Emma Ujah, Abuja Bureau Chief

The Nigeria Customs Service (NCS) has said that it needed clear directives on tariffs on goods covered by the African Continental Free Trade Agreement (ACFTA).

According to the organization, it was awaiting National Action Committee (NAC) on the list of duties and charges waived for liberalized goods under AfCTA.

In addition, it said in a statement in Abuja, yesterday, that it needed the list of the 90% liberalized National Trade Offers; the list of 70% Non-liberalized exclusive goods at the regional level, and the list of 3% Non-Liberalized sensitive goods under the agreement.

The statement issued by the NCS Public Relations Office, DC, Joseph Attah, read in part, “Sequel to the ratification of AfCFTA by member nations, the Nigeria Customs Service has found it pertinent to inform the public about steps which must be taken to enable it’s smooth and full implementation.

Also read: AfCTA: FG must address infrastructure deficit to be competitive — MAN

“ Instead of proceeding in a chaotic manner, the Nigeria Customs Service as policy implementor understands the importance of spelling out the roles and responsibilities of all parties in this agreement and the conditions attendant on its implementation.

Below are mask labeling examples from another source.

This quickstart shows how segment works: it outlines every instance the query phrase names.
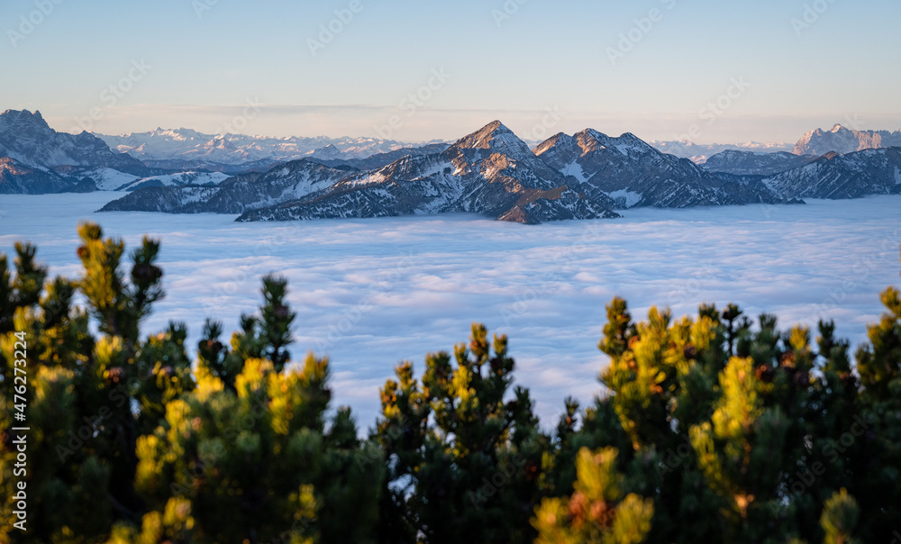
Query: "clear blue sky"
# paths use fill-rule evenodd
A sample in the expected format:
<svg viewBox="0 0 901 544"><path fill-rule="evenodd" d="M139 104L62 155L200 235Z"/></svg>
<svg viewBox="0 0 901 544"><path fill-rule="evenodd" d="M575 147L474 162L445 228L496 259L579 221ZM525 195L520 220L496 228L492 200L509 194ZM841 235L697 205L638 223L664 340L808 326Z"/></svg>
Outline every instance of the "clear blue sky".
<svg viewBox="0 0 901 544"><path fill-rule="evenodd" d="M4 0L0 110L105 133L374 136L396 116L381 131L409 141L496 118L523 136L794 141L901 128L899 23L899 0Z"/></svg>

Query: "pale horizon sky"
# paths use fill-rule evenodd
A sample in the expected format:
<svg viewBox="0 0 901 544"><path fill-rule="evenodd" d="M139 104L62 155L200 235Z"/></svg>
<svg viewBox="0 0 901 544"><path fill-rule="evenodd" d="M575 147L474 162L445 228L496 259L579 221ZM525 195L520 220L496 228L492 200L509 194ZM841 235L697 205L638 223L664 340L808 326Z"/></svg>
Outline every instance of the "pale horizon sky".
<svg viewBox="0 0 901 544"><path fill-rule="evenodd" d="M500 119L793 142L901 128L898 21L897 0L5 0L0 110L108 134L422 141Z"/></svg>

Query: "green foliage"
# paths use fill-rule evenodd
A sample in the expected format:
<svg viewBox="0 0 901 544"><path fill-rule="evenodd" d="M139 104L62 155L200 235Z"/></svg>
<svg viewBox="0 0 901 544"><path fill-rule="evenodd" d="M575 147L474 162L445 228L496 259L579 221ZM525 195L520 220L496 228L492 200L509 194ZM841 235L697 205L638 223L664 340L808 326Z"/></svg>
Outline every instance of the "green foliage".
<svg viewBox="0 0 901 544"><path fill-rule="evenodd" d="M381 391L375 438L388 460L382 541L528 541L529 518L549 439L529 393L508 390L505 337L474 324L469 343L429 355L418 381L411 363Z"/></svg>
<svg viewBox="0 0 901 544"><path fill-rule="evenodd" d="M535 512L536 544L639 544L651 531L654 504L624 494L614 467L617 452L605 448L578 452L577 481L569 497L546 498Z"/></svg>

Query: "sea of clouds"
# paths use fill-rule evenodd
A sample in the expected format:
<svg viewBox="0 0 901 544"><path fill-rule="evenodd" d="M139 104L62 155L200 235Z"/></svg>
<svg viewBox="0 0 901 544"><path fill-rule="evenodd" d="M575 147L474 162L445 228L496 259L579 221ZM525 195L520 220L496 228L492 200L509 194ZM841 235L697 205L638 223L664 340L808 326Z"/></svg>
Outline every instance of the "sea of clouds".
<svg viewBox="0 0 901 544"><path fill-rule="evenodd" d="M879 292L899 284L901 196L634 209L537 226L472 215L238 223L93 213L118 196L5 195L0 251L34 242L51 273L75 277L80 221L129 247L143 234L161 239L167 296L143 331L182 321L192 347L205 317L230 334L241 313L259 306L260 277L282 275L297 312L294 358L330 357L335 403L354 409L361 431L398 361L421 372L426 353L452 350L472 322L509 336L516 384L532 390L550 426L565 396L588 403L601 393L606 359L596 346L614 295L636 318L652 304L679 316L702 302L733 302L752 317L774 313L784 327L834 319L856 344L882 313Z"/></svg>

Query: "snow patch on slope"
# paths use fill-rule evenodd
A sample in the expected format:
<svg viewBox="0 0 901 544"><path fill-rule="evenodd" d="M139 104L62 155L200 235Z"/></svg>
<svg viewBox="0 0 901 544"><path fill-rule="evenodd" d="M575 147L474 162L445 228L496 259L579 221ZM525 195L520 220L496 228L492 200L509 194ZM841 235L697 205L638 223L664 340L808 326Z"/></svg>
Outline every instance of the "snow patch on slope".
<svg viewBox="0 0 901 544"><path fill-rule="evenodd" d="M626 191L624 189L609 193L607 196L613 198L617 205L621 205L623 208L631 208L642 202L642 198L643 198L642 195L634 191Z"/></svg>

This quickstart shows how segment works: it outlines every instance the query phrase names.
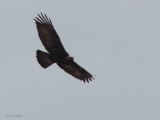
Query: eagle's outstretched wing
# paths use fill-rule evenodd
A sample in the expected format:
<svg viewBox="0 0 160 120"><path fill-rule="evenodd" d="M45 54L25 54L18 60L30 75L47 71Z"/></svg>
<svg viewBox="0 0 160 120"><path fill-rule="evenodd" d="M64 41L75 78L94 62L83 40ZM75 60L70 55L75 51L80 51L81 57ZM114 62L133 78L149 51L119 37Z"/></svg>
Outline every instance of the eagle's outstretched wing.
<svg viewBox="0 0 160 120"><path fill-rule="evenodd" d="M35 19L40 40L49 53L68 55L54 29L51 19L46 14L38 14Z"/></svg>
<svg viewBox="0 0 160 120"><path fill-rule="evenodd" d="M72 75L75 78L78 78L84 82L92 81L93 76L87 72L84 68L79 66L76 62L70 61L67 63L57 63L60 68L65 72Z"/></svg>

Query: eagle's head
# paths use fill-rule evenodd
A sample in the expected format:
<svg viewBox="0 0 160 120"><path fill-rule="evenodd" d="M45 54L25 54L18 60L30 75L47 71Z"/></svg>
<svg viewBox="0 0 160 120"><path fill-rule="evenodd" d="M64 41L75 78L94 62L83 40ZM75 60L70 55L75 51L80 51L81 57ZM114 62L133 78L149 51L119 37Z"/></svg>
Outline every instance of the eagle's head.
<svg viewBox="0 0 160 120"><path fill-rule="evenodd" d="M72 57L72 56L68 55L66 59L67 59L67 60L71 60L71 61L73 61L73 60L74 60L74 57Z"/></svg>

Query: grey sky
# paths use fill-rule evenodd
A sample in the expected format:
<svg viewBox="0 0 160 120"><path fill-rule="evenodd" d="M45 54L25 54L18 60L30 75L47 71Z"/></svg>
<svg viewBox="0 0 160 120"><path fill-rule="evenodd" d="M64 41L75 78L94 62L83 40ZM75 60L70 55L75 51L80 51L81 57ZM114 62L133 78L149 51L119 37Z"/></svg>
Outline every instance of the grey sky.
<svg viewBox="0 0 160 120"><path fill-rule="evenodd" d="M0 120L159 120L159 0L1 0ZM33 18L51 18L65 49L96 75L89 84L57 65ZM21 117L7 117L21 115Z"/></svg>

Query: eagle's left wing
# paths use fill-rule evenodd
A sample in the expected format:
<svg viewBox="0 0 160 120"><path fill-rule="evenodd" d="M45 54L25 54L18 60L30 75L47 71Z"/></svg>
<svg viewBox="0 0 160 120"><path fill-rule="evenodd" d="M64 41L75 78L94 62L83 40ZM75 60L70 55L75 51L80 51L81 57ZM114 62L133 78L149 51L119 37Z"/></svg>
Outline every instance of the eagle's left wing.
<svg viewBox="0 0 160 120"><path fill-rule="evenodd" d="M65 72L72 75L75 78L80 79L84 82L92 81L93 76L87 72L84 68L79 66L76 62L70 61L66 63L57 63L60 68L62 68Z"/></svg>

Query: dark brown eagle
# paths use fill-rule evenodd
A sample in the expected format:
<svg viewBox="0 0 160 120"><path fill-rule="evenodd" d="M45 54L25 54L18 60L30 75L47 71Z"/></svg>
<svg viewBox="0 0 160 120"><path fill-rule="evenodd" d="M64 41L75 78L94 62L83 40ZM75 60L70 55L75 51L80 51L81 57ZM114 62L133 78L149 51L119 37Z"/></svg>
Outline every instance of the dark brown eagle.
<svg viewBox="0 0 160 120"><path fill-rule="evenodd" d="M38 63L47 68L53 63L62 68L65 72L78 78L84 82L92 81L93 76L87 72L84 68L74 62L74 58L71 57L64 49L61 40L53 27L51 19L46 14L38 14L35 19L39 38L44 45L45 49L49 52L43 52L41 50L36 51L36 57Z"/></svg>

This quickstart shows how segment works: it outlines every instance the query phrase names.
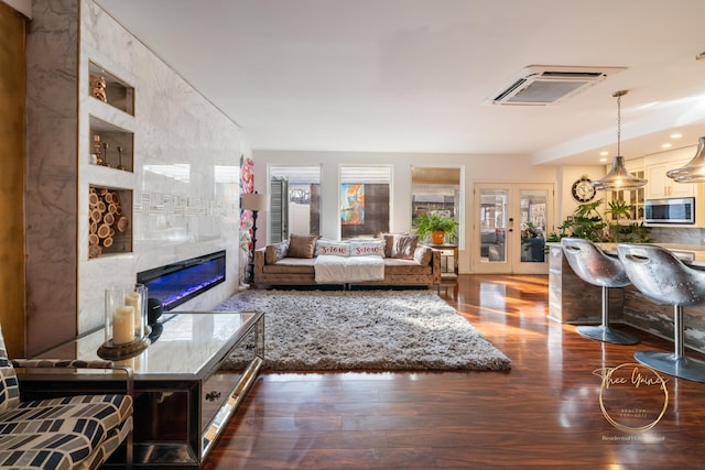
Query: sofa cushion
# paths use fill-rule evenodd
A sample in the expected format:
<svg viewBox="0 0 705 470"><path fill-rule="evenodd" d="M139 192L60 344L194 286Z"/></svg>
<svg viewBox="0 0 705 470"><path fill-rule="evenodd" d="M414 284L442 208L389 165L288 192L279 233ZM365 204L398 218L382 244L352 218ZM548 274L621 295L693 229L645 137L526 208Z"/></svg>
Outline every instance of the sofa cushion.
<svg viewBox="0 0 705 470"><path fill-rule="evenodd" d="M267 274L312 274L314 258L284 258L274 264L265 264Z"/></svg>
<svg viewBox="0 0 705 470"><path fill-rule="evenodd" d="M403 260L401 258L384 259L384 277L400 275L427 275L433 272L431 263L421 265L414 260Z"/></svg>
<svg viewBox="0 0 705 470"><path fill-rule="evenodd" d="M414 250L414 260L422 266L431 264L432 259L433 250L430 247L419 245Z"/></svg>
<svg viewBox="0 0 705 470"><path fill-rule="evenodd" d="M127 395L23 402L0 414L0 466L97 468L130 430L131 409Z"/></svg>
<svg viewBox="0 0 705 470"><path fill-rule="evenodd" d="M279 260L286 258L289 253L289 240L280 241L279 243L268 244L264 249L264 262L267 264L274 264Z"/></svg>
<svg viewBox="0 0 705 470"><path fill-rule="evenodd" d="M384 258L384 240L350 240L350 256L382 256Z"/></svg>
<svg viewBox="0 0 705 470"><path fill-rule="evenodd" d="M347 241L325 240L316 241L316 256L322 254L333 254L335 256L349 256L350 243Z"/></svg>
<svg viewBox="0 0 705 470"><path fill-rule="evenodd" d="M402 260L413 259L417 242L419 238L416 236L394 236L391 258L400 258Z"/></svg>
<svg viewBox="0 0 705 470"><path fill-rule="evenodd" d="M313 258L317 236L289 236L289 258Z"/></svg>

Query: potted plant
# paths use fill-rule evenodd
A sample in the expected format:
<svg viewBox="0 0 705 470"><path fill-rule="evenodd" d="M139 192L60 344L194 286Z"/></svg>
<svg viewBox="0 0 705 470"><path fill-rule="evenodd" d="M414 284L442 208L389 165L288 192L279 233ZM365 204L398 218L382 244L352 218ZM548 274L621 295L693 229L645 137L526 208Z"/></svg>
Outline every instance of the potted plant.
<svg viewBox="0 0 705 470"><path fill-rule="evenodd" d="M631 218L633 206L619 200L608 203L608 209L605 212L618 220L609 223L598 211L603 203L604 199L598 199L579 205L574 215L558 226L558 233L551 233L546 241L560 241L563 237L584 238L593 242L649 243L653 241L649 236L651 228L644 227L643 222L619 223L620 220Z"/></svg>
<svg viewBox="0 0 705 470"><path fill-rule="evenodd" d="M416 219L416 234L420 239L431 237L433 244L443 244L445 236L455 238L458 232L458 222L452 217L437 212L426 212Z"/></svg>

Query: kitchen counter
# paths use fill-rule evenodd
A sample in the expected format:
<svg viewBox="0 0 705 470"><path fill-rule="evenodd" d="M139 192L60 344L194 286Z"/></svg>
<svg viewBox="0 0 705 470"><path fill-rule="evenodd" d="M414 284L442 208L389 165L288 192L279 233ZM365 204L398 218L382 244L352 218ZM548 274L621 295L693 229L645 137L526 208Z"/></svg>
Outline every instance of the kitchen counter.
<svg viewBox="0 0 705 470"><path fill-rule="evenodd" d="M561 244L561 243L556 243ZM596 243L600 250L608 254L617 255L618 243ZM652 243L665 248L675 254L685 264L705 270L705 247L698 244Z"/></svg>
<svg viewBox="0 0 705 470"><path fill-rule="evenodd" d="M654 243L673 251L686 264L705 270L705 247ZM558 242L549 242L549 318L573 325L598 325L601 321L601 288L579 278L563 255ZM597 243L609 254L617 254L617 243ZM636 287L609 289L611 323L626 324L661 338L673 340L673 307L659 305ZM684 345L705 352L705 306L685 307Z"/></svg>

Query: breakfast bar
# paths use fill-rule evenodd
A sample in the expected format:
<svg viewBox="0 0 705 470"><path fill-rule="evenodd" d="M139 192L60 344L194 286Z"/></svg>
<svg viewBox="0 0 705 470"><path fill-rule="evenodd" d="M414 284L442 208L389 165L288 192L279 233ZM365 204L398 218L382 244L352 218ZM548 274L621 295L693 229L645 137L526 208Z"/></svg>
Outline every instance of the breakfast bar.
<svg viewBox="0 0 705 470"><path fill-rule="evenodd" d="M686 264L705 270L705 249L699 245L658 243ZM581 280L568 265L561 243L549 242L549 317L572 325L600 323L601 291ZM616 243L597 243L617 255ZM664 339L673 338L673 307L658 305L633 286L609 289L612 323L625 324ZM686 348L705 352L705 306L686 307L684 313Z"/></svg>

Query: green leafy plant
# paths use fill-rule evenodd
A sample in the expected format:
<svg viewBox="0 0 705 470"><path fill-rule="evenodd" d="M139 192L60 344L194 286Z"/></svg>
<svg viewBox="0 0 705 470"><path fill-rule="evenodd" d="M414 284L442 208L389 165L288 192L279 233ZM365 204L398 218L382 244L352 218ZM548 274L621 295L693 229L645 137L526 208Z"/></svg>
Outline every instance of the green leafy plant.
<svg viewBox="0 0 705 470"><path fill-rule="evenodd" d="M424 239L435 231L442 231L451 237L456 237L458 232L458 222L446 216L436 212L422 214L416 218L416 234Z"/></svg>
<svg viewBox="0 0 705 470"><path fill-rule="evenodd" d="M598 210L603 203L604 199L598 199L579 205L573 216L558 226L558 232L549 234L546 241L560 241L564 237L584 238L594 242L648 243L653 241L649 237L651 228L644 227L643 222L619 223L620 219L631 219L633 206L623 200L609 201L605 212L617 219L616 222L610 223Z"/></svg>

“We wish to re-confirm our willingness and readiness to play our role as trade facilitators in this regard.

“However, we also wish to remind the public that our functions are highly automated and primarily systems are driven.

“ Hence the need to methodically harvest and integrate all data associated with AfCFTA into our system for easy deployment, access and use by the trading public.

“The appointment of a Competent Authority responsible for issuing and authenticating certificates of origin and registering enterprises and products within the region.”

It said further, “NCS acknowledges the transformational impact this agreement portends for businesses within the continent in general and Nigeria in particular and are fully committed to its success.

“Further, the Service recommends that each member country should have a representative in the continental Chamber of Commerce to ensure transparency within the body thereby generating confidence in the system.

“This is our view should be complementary to the activities of the various Chambers of Commerce of each country in the region.

“While awaiting clear directives concerning tariffs for all goods covered by this agreement, we want to assure the public of our preparedness to fully deploy our services at the shortest notice.

“ Our desire is to imbue trust in the system while guaranteeing the economic safety and wellbeing of businesses within the country.

“We look with optimism to an era of complete economic integration which will lead to growth and prosperity for businesses within the region.”